Well, I’m late once again to the party, but having just this week stumbled upon the G-Spot at Muso Magazine, how could I not be expected to voice my indignation? (Hat tip to Matt Marks for mentioning Muso in a tweet.)

Let’s be non-coy, for a moment, in contrast to the saccharine and eyelash-batting tone that Muso adopts: What’s a section called “The G-Spot”—after the Gräfenberg spot—doing in a classical music magazine? If you couldn’t bring yourself to click the link above (and I wouldn’t blame you) the G-Spot is a collection of publicity photographs of classical musicians accompanied by mildly saucy blurbs lauding their looks alongside their musical skills. Naturally these passages are very restrained, but the sentiment is unmistakable: What these musicians have to offer is, at best, an even split between art and sexiness.

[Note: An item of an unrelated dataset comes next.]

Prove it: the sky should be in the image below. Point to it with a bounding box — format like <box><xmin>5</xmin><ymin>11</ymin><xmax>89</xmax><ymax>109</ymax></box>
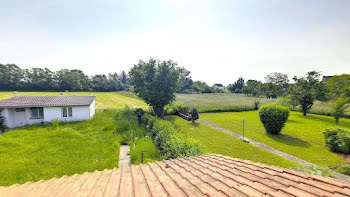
<box><xmin>0</xmin><ymin>0</ymin><xmax>349</xmax><ymax>86</ymax></box>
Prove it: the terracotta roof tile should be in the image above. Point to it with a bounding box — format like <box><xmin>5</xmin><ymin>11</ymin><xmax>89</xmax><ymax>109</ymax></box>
<box><xmin>1</xmin><ymin>154</ymin><xmax>350</xmax><ymax>197</ymax></box>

This is a tremendously insulting proposition. Consider Michel van der Aa, a Dutch composer whose music I wrote about here a few years back: The G-Spot opines that “if his music is as beautiful as his eyes, we are going to be in serious trouble”; without disputing that Michel is not a terrible-looking fella, I have to ask why someone from Muso didn’t pay a visit to his content-rich web site and listen to some of his music. To observe that someone’s music is more or less beautiful than his eyes—his eyes!—is about the most superficial judgment one can make about our quadrivial enterprise, but it’s not like we have to speculate wildly about Van der Aa’s work, samples of which are readily available online. In this case, Muso is writing about a musician’s attractive physical traits instead of, rather than in addition to, what his intellect has to offer the world.

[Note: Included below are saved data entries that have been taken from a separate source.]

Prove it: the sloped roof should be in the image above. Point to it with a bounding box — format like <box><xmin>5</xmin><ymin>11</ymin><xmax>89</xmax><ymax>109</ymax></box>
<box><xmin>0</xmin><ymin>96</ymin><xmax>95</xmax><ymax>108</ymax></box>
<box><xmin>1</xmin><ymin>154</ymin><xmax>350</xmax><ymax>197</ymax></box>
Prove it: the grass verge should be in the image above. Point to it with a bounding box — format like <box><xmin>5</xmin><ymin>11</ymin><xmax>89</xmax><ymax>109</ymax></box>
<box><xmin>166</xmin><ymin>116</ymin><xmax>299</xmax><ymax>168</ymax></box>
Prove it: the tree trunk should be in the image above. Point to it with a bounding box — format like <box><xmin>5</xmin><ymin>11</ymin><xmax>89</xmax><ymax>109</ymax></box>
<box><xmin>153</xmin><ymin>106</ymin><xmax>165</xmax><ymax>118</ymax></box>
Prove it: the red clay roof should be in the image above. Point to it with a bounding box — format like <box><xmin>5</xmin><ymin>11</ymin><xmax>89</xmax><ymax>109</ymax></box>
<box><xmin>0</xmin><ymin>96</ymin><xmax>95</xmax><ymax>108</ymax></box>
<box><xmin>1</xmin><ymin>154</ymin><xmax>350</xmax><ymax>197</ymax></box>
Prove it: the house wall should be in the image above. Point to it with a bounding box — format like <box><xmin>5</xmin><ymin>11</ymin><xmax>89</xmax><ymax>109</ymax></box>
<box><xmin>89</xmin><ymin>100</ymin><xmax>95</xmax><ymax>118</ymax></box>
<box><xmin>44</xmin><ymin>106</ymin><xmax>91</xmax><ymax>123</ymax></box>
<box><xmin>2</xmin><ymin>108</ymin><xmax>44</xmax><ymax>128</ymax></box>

The retreat of classical music into celebrity culture has taken an alarming turn: Part of Osmo Vänskä’s appeal to Minnesotans, for example, is that he is a sort of local mascot for classical music; his name is synonymous with consecrated musical activity in the Twin Cities, just as is George Clooney’s with integrity and earnestness in Hollywood films, so to some extent what he actually does as a musician is no longer important—he can be trusted to deliver a certain kind of experience. In contrast, Rudens Turku, the top-rated male on the G-Spot, is a “hunk with a heart.” Muso’s profile also notes his charitable and educational activities and his tenuous connection to “world-famous ladies’ man Bill Clinton.” Unlike many of the female musicians on the G-Spot, Turku is pictured with his instrument, but the nature of his relationship to it—his actual job, in other words—isn’t mentioned.

I’m all for un-starching classical music, but this is a project that should be pursued through demystification, democratization, and critique—in short, by concentrating the field on music, not its ancillary marketables.